Brian Michael Bendis and Brian Reed (W)/Jim Cheung (A)


• As this issue’s Illuminati meeting begins, Dr. Strange notes that his lover, Clea, has left him. Everyone around the table discusses similar “women problems.”
• Reed mentions that he’s had a disconnection with his wife Sue lately, and off-handedly mentions that she might be seeing Namor. Namor takes issue with this accusation and reminds Reed that he should always cherish his wife and family.
• The Illuminati try to convince Noh-Varr, a young Kree agent codenamed Marvel Boy and bent on conquering Earth but currently imprisoned in S.H.I.E.L.D.’s ultra-high security prison the Cube, to become the new heir to the Captain Marvel legacy. They leave Marvel Boy alone to think their offer over.
• In an epilogue, Reed resolves to spend more time with his family and wife.


Normally when a hero doesn’t even remember their scores of team-ups with loveable D-list characters, we’d say Skrull, but this example of poor social skills tends to be par for the course for absent-minded professor Reed Richards.


Being an unmarried millionaire playboy with a suit of armor that makes you one of the world’s greatest superheroes has got to make it hard to get chicks. So when Tony Stark complains that he’d rather be married so he could get the proverbial milk on demand if not for free, mutant psychic Professor X has to inform him of the humor that the mute king (and married guy) of the Inhumans finds in that statement.
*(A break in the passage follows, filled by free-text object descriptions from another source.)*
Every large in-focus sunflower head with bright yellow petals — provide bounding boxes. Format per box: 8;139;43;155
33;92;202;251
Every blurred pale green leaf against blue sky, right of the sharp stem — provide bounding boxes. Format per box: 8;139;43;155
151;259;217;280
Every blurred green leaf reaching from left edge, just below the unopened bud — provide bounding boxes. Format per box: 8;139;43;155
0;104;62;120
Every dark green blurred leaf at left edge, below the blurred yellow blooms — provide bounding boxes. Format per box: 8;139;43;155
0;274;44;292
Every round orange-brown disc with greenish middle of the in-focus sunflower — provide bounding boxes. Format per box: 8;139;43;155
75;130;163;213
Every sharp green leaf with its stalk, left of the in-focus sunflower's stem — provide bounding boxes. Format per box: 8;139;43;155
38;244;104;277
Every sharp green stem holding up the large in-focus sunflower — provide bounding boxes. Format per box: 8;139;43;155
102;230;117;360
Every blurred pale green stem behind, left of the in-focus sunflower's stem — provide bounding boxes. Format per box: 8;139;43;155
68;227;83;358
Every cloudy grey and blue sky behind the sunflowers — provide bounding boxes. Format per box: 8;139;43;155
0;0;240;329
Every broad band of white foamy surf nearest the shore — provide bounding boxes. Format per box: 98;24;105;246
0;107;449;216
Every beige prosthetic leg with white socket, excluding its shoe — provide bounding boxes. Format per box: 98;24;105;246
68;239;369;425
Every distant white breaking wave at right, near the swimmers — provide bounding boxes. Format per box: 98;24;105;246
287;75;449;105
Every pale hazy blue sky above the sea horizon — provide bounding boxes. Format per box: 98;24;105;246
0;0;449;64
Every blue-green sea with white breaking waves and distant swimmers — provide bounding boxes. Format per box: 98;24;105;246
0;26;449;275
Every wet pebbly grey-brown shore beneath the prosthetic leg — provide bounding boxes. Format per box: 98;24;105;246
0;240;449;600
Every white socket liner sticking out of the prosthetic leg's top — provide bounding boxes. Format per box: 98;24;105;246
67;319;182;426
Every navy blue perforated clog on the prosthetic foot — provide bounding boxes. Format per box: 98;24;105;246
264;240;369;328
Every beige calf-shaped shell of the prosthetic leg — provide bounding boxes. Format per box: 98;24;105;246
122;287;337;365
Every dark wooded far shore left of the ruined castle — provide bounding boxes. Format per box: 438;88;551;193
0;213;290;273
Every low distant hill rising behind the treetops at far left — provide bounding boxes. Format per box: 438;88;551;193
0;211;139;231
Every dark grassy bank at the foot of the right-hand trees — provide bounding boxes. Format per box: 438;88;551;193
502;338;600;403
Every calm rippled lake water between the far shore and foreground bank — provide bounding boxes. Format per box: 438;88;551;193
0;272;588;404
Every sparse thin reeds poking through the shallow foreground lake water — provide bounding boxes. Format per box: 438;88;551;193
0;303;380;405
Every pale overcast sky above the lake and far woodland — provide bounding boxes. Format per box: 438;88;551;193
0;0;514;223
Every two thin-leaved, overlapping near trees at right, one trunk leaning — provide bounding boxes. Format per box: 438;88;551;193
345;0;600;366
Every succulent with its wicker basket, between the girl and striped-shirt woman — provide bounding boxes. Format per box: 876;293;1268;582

Something tells me that if belt buckles with slogans were fashionable under the sea, Namor’s would be all like, “DON’T MESS WITH ATLANTIS.” Seriously, nigh-invulnerable alien invader Marvel Boy probably had it coming and maybe didn’t even feel this, but is this really the best way to make friends, Namor? Someone should probably re-take kindergarten.